After fast starts fueled Goecke’s rounds of 67, 65 and 64 to build a six-shot lead, he didn’t make a birdie Sunday until the fourth hole. And on the par-4 No. 12, Goecke let runner-up Timmy Hollenbeck, the Horizon League Freshman of the Year this past season, back into the tournament.

After a long wait because of a rules discussion in the group ahead of Goecke’s, he chunked and hooked his second shot into the bushes along the boundary of the course.

“I was making a mess almost out on Salem Avenue,” Goecke said. “We had a long wait and I rushed up there and I really wanted to hit the shot.”

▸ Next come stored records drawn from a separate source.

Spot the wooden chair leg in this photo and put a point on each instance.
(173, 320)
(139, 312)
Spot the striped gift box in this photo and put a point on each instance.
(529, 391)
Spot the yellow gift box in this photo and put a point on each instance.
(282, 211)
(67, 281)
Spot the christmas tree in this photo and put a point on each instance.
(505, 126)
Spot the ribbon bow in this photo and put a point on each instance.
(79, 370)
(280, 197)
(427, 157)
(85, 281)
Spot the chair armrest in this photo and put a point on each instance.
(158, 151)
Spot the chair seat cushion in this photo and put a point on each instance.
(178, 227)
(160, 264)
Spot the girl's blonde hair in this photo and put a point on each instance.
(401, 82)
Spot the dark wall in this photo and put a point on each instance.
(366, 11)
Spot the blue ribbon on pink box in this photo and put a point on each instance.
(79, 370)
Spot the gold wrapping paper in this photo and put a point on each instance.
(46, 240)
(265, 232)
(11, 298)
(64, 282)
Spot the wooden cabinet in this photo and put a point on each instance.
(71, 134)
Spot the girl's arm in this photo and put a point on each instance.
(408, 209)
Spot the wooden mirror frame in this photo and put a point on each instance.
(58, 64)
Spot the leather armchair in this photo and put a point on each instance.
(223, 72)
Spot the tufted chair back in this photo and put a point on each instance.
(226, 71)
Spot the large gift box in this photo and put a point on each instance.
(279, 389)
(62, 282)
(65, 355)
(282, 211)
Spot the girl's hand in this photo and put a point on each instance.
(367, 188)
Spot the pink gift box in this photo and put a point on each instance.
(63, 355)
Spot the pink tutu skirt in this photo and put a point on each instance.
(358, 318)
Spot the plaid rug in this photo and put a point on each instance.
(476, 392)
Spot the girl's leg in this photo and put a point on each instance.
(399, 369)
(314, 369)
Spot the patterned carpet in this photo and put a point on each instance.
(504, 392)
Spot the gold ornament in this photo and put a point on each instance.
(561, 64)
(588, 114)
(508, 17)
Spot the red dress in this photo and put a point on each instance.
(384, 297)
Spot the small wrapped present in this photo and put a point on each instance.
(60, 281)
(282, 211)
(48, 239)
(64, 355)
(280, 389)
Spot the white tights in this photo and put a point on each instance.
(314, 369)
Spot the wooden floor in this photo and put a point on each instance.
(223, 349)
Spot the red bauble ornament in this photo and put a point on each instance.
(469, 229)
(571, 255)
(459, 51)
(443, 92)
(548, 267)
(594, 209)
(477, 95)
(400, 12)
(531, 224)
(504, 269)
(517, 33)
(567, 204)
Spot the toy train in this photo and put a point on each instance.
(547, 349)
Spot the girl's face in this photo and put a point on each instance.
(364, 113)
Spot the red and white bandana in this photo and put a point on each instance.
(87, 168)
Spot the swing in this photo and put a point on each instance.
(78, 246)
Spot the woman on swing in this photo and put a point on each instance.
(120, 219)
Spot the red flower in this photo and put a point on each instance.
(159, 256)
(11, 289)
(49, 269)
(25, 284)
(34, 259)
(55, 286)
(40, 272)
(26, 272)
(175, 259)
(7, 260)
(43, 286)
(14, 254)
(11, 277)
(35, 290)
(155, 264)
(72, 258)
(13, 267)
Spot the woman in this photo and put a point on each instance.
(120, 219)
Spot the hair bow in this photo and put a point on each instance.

Goecke hit is next shot left-handed out of the bushes and the ball came to rest between two roots. He had no shot to get his next shot to the green. But just when the day could have completely fallen apart for Goecke, he turned it around. Forty yards from the flag he pitched the ball to within four feet, made the putt and the damage was limited to a double bogey. Hollenbeck was suddenly two shots back.

“I’m not really a scoreboard watcher,” Hollenbeck said. “So I really just kept my head in it and put good swings on the golf balls. And whatever happens, happens.”

Goecke’s five years of college experience and tie for second place in this spring’s NCAA championships showed over the final six holes.

“Walking to the next tee I just had to have a complete reset,” Goecke said. “There’s nothing I could do about it at that point. And with Timmy right there, I knew I had to keep making birdies.”

Goecke’s reset resembled the way he began the opening four holes in the first three rounds with nine birdies over those 12 holes. He birdied 14, 15, 17 and 18 on Sunday, while Hollenback saw three short putts lip out to stick him with bogeys on 14 and 17 and costing him a birdie on 15.

“I played great and put four solid rounds together,” Hollenbeck said. “I didn’t play well the last day, but that’s golf. Caught an unfortunate break on 14 with a 360 lip out, but you just got to keep grinding through it.”

Goecke expected Hollenbeck to put pressure on him despite entering the round with a six-shot lead.

“He played way better than his score suggested,” said Goecke, a Carroll High School grad. “We were neck and neck all day, and I expected it.”

Hollenbeck, who finished at 11-under, will get a shot to add his name to the cup next year and said he hopes to win. Goecke hopes to be playing pro golf next summer.

First he has to finish a busy summer at the Ohio Amateur in two weeks, get married in July, and play in the Western Amateur at the end of July at Moraine Country Club. In September he will begin the four-month trial of PGA Qualifying School.

The top five players after the fourth event in December will earn PGA Tour cards. Others will be playing for spots on the Korn Ferry Tour and the PGA Tour Americas.

“That’s always been the goal for as long as I can remember,” Goecke said. “Within the last few years, it kind of gave me the idea that maybe I can do something with this, and hopefully I’m fortunate enough to do that.”